The pandemic has shown how reliant we are for both economic and social services on a good quality NBN. Many organisations will be reluctant to expand their services to the public or the capabilities of their services if the underlaying broadband infrastructure is not up to scratch, or if only certain people can have access to such services.
The NBN struggle of the last decade has shown how difficult it is to go from a first class FttH plan to a second rate MTM and now full circle again going to a full fibre network, at least for the fixed services.
What the MTM has delivered would most probably also have been delivered by Telstra, Optus and TPG, along with the many smaller players in the market. Most likely, we would by now have had a significant higher level of FttH services. This would most probably have been achieved at significantly lower costs of what it now has cost the Government (and thus us the taxpayers).
The only reason for the Government to have entered the broadband market would have been to avoid fibre overbuild and built a fully fibre-based wholesale network.
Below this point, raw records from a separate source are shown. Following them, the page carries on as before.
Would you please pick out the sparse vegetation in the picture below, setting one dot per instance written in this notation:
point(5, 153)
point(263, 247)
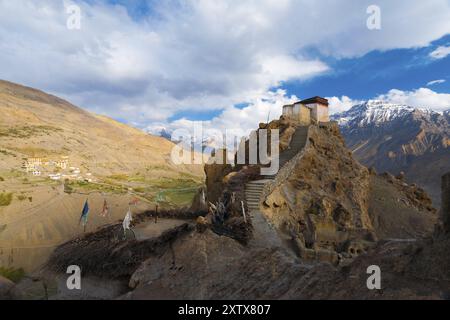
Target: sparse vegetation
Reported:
point(15, 275)
point(5, 199)
point(7, 153)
By downgrading the NBN they basically made the whole original policy obsolete.
To recoup some of its cost, what we are now seeing is regulatory creep. NBN Co is moving into the business market and if it would have been up to them, into other services as well and they certainly keep pushing for that. They are now even overbuilding fibre networks that have been built by private companies. We clearly see neo-monopolistic behaviour in relation to the wholesale prices they charge, which is done in the most complex way to make it as difficult as possible to unravel these structures.
Obviously, this is all crying over spilled milk and there is no way back. Nevertheless, it clearly shows the price we are paying for political failure. Our politicians failed to handle the development of the NBN in the best national interest and instead reverted to petty political grandstanding and point scoring.
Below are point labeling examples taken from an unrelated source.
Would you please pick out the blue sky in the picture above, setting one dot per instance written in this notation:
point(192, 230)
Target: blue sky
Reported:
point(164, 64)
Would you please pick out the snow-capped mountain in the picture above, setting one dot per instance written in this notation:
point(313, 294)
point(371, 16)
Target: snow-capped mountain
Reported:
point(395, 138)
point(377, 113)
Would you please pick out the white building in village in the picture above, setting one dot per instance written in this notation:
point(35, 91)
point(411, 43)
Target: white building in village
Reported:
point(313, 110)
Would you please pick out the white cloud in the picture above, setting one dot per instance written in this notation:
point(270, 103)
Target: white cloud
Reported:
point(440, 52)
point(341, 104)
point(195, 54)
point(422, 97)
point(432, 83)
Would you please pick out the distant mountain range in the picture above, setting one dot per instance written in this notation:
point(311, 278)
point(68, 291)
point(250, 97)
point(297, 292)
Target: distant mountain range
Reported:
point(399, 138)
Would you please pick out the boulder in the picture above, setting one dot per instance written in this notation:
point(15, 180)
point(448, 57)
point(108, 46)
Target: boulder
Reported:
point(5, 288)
And the NBN is not the only casualty of this level of politicking. The energy policy, climate change policy, electric vehicle policy — all have been delayed by the Coalition Government for a decade. They are now finally followed by one backflip after the other.
Obviously, this also reflects the voters who preferred a conservative government that would not come up with those “scary” progressive policies. We no longer are trying to reach each other at the middle ground. When I (and others) between 2007 and 2012 tried to build broadband bridges between the Labor Government and, at that time, the Coalition Opposition, there was absolutely no interest from the Liberal Party to do this — not on broadband, not on smart energy, not on e-health and so on.
Now, 10-15 years later, all these policies are suddenly being accepted by the Coalition. What a waste of time having delayed progress on these issues for so long.